Obviously the nature of things does mean that some drives do fail, but the frequency of this sort of thing is far, far less than some on here would have you believe.

Original Poster

nilrem

For every drive that has ever been made you will find scare stories on … For every drive that has ever been made you will find scare stories on the net, there are only a few companies that actually make the drives and if you took notice of the comments you would never buy any drive, personally I have never had a Seagate drive fail but have had quite a few problems with WD drives but it would not stop me buying a WD drive.



Seagate had some appalling failure rates on their 3tb drives a couple of years back to the point even I would have stayed clear of them until recently. Current stats are much more favourable though, back in the 5% ish range about the same as WD but still higher than toshiba and HGST.

Pricematched by Amazon. Ordered thanks.

If you're slightly technical try a Zyxel NAS

ukez

QNAP all the way, Synology are cool but hardware, performance and … QNAP all the way, Synology are cool but hardware, performance and functionality wise they're falling behind..Plus the new QNAPs have full ubuntu support now, plus Kodi, Chrome and Firefox among other things out the box. Just plug your keyboard , mouse and monitor up and away you go..QNAP have better support and apps too, Synology is sketchy... X)I like Xpenology though!



Have you tried qnap support before!? Also the firmware updates that they released over the years were far from impressive. Maybe they've sorted them out now but it use to be a case of update your firmware, cross your fingers and hope for the best

that is a good price that for 3TB

newbie question, do these things have to be left on 24/7? If not, can I just switch off at the mains each evening (as i do the router), or do you need to shut down like a PC? Thanks in advance for any advice.

shakerman

newbie question, do these things have to be left on 24/7? If not, can I … newbie question, do these things have to be left on 24/7? If not, can I just switch off at the mains each evening (as i do the router), or do you need to shut down like a PC? Thanks in advance for any advice.


They are normally left switched on, but then so are routers, my NAS and router only go off when there is a power cut.

Original Poster

shakerman

newbie question, do these things have to be left on 24/7? If not, can I … newbie question, do these things have to be left on 24/7? If not, can I just switch off at the mains each evening (as i do the router), or do you need to shut down like a PC? Thanks in advance for any advice.



Like a USB HD you can't just power it off it needs to be powered down properly. It has a switch on the back to go through the shutdown routine, don't ever just flick the wall switch with these or even with external USB hard drives.

It has setting for wake up and sleep times so you can set it to go to sleep each evening and come back on in the mornings without flicking switches though.

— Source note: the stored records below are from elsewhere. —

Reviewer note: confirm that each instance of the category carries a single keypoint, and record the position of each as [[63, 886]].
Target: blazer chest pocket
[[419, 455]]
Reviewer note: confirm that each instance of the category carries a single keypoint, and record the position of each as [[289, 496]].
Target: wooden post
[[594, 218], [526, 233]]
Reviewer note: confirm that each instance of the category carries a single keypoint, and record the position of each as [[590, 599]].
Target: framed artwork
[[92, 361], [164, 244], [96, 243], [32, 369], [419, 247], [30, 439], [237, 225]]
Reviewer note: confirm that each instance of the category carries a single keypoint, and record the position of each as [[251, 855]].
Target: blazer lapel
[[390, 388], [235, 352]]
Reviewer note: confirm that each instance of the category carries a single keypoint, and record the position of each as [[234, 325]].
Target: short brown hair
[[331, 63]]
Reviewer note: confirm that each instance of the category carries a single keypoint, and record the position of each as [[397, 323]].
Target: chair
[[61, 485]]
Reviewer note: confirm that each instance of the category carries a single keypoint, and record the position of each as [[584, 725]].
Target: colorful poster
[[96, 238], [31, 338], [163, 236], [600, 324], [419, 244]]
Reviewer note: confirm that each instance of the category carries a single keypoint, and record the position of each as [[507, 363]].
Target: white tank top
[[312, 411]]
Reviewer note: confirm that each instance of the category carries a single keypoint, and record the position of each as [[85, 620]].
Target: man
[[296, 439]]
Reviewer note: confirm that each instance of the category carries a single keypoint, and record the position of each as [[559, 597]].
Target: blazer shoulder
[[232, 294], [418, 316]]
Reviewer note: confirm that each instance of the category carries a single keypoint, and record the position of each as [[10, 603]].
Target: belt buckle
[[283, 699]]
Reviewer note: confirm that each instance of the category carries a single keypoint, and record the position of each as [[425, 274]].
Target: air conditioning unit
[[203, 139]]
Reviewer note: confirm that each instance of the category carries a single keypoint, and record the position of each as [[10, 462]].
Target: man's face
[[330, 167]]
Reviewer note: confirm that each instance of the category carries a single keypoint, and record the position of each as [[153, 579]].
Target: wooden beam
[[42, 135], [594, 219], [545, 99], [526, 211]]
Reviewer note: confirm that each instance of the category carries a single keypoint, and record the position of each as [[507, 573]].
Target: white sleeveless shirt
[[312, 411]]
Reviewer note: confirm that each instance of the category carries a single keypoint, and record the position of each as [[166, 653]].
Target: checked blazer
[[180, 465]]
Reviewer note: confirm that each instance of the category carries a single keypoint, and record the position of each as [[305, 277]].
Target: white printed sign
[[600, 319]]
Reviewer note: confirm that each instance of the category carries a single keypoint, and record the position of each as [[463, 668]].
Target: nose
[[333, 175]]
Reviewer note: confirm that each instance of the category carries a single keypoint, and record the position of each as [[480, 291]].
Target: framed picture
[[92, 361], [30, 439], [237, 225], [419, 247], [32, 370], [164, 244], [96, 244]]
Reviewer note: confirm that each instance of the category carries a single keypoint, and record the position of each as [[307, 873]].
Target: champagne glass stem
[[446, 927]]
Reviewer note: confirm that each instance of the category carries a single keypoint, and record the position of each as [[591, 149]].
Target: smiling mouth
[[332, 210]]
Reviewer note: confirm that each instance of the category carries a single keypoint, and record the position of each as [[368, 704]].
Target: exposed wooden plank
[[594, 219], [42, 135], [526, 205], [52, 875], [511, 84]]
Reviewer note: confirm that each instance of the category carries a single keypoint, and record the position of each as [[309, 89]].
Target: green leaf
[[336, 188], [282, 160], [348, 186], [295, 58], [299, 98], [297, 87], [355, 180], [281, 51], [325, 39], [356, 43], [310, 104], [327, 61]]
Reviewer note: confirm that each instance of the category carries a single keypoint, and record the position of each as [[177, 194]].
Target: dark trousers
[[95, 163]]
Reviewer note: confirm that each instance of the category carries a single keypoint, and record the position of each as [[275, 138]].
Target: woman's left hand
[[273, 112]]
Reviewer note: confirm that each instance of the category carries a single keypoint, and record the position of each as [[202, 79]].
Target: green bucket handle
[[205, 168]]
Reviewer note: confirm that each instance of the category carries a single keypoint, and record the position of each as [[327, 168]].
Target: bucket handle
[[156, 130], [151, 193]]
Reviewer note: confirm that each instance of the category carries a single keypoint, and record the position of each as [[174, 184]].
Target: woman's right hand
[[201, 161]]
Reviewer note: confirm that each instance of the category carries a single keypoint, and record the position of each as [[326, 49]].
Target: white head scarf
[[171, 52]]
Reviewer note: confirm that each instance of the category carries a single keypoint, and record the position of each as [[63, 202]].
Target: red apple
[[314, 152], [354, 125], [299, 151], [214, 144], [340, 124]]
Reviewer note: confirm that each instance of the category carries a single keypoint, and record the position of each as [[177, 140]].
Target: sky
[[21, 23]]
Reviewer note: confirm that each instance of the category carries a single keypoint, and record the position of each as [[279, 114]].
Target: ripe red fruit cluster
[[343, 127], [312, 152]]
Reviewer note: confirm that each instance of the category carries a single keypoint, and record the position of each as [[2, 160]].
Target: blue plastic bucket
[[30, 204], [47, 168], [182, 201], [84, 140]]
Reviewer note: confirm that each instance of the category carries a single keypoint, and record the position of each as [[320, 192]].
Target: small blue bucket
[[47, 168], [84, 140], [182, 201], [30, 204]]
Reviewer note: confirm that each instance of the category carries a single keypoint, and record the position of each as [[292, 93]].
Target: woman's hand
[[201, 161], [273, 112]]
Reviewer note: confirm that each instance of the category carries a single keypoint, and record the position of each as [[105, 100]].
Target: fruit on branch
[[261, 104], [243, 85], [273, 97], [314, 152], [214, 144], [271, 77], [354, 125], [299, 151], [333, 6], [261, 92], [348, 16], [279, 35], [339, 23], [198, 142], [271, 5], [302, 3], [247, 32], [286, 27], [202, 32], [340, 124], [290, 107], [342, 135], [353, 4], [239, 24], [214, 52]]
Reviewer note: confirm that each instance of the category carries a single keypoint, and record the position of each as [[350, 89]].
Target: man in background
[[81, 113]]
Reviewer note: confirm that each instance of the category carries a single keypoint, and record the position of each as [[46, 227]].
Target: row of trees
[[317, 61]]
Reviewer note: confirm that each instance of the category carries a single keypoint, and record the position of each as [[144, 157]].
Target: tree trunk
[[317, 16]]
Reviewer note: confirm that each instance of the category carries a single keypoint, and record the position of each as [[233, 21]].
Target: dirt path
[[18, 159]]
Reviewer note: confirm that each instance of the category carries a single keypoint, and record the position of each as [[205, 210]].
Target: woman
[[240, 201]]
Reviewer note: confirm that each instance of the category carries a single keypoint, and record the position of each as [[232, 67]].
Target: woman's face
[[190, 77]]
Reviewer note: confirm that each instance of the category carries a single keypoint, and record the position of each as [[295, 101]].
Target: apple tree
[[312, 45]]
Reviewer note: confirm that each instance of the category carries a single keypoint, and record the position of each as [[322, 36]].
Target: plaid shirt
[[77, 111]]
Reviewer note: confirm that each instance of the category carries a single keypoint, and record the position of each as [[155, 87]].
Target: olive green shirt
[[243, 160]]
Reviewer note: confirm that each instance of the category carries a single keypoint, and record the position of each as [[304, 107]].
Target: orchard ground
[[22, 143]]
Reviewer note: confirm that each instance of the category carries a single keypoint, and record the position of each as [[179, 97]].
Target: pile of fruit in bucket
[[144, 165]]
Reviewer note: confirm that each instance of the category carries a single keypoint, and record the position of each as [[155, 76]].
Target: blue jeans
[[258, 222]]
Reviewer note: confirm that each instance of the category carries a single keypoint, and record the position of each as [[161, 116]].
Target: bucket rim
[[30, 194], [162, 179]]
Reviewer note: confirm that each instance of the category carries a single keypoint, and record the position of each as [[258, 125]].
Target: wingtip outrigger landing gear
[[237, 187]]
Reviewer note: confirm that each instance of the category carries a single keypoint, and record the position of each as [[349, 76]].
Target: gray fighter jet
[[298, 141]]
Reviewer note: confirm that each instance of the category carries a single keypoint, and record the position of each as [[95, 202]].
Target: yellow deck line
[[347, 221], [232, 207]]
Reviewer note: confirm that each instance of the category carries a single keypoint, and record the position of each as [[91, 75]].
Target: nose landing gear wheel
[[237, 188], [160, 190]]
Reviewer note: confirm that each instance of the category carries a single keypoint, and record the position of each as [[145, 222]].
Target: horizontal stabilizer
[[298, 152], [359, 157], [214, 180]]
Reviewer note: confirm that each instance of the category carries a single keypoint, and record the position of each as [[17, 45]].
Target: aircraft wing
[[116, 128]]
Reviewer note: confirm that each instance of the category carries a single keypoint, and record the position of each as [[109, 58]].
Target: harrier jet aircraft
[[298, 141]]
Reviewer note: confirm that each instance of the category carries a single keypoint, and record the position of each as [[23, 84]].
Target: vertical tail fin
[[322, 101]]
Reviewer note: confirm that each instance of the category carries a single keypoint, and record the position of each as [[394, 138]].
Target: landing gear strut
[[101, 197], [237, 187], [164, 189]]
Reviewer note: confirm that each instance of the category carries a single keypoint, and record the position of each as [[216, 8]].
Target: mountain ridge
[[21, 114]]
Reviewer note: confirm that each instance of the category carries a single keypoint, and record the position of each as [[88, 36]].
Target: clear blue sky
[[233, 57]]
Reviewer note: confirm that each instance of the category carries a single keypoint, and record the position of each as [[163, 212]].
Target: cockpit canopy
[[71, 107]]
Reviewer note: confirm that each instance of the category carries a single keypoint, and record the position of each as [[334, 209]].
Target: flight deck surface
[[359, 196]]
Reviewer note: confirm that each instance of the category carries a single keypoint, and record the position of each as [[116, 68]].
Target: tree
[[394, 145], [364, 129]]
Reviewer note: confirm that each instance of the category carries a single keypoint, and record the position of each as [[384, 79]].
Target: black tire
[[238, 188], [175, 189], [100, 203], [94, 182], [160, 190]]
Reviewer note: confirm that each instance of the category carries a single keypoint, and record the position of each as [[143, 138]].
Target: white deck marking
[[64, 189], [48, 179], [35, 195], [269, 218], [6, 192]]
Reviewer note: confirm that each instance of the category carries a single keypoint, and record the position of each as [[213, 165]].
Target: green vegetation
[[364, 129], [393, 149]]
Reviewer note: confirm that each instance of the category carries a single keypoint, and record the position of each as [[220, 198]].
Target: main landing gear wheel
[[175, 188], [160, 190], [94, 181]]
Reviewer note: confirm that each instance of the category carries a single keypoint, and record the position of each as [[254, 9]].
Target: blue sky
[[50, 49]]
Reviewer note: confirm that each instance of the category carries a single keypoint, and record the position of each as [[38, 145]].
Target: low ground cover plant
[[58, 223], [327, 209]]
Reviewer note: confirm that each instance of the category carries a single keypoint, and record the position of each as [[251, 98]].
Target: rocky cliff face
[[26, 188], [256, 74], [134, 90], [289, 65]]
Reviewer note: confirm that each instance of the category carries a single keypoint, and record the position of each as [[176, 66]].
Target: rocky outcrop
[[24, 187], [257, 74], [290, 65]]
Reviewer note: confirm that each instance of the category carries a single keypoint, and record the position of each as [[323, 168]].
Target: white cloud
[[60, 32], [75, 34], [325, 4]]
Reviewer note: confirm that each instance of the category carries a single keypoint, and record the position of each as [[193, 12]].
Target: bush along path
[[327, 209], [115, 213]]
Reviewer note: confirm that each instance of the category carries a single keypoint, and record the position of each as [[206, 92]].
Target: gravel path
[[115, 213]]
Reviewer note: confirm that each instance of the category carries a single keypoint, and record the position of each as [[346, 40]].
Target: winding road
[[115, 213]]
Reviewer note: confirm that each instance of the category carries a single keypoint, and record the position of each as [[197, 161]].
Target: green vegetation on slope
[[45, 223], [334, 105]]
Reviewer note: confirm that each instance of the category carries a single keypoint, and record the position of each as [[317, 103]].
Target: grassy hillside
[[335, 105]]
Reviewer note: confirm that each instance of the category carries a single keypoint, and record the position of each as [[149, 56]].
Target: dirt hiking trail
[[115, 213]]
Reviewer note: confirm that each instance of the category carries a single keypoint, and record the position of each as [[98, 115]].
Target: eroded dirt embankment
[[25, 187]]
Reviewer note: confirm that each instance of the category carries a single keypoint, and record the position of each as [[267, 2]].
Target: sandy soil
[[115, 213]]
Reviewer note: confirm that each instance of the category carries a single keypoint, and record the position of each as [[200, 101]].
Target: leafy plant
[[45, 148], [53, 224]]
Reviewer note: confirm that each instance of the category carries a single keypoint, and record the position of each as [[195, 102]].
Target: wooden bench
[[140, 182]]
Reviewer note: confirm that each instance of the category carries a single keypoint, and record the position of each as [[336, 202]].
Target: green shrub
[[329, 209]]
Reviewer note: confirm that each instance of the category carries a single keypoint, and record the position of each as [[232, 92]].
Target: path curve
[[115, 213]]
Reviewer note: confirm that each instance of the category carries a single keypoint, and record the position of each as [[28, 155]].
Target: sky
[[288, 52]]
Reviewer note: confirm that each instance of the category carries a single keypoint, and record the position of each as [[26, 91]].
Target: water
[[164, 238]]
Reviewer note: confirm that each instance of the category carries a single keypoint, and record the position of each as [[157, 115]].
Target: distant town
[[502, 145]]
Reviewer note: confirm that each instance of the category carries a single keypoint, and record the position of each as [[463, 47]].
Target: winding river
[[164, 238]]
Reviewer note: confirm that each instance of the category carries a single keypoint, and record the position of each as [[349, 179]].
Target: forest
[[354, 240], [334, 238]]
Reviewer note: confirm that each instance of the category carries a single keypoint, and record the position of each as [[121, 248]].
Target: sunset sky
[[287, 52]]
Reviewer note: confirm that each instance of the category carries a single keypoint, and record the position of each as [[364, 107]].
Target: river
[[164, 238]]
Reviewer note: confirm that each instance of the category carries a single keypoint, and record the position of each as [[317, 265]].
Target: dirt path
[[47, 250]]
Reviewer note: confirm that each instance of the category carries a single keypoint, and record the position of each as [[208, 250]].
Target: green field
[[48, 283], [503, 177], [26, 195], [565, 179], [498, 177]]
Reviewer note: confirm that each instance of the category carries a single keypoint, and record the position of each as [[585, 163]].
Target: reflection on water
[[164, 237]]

Are Buffalo using XFS on this one?

I'm looking at getting some type of network hard drive. all I want it for is to store pictures, videos, and music on for my family to access from mainly home on there phone / tablet. what device would be best ?

Original Poster

davidscowey

I'm looking at getting some type of network hard drive. all I want it for … I'm looking at getting some type of network hard drive. all I want it for is to store pictures, videos, and music on for my family to access from mainly home on there phone / tablet. what device would be best ?



There isn't a simple one size fits all solution to just recommend really. This deals device is the least expensive NAS solution I know of. What features is it lacking that you would like to have?

Would I be able to install subsonic on it? I know some synology devices have a package for that but I never owned a NAS so I don't know if the same could be fine for this one.

£105.27 now. was a great price at £70 odd.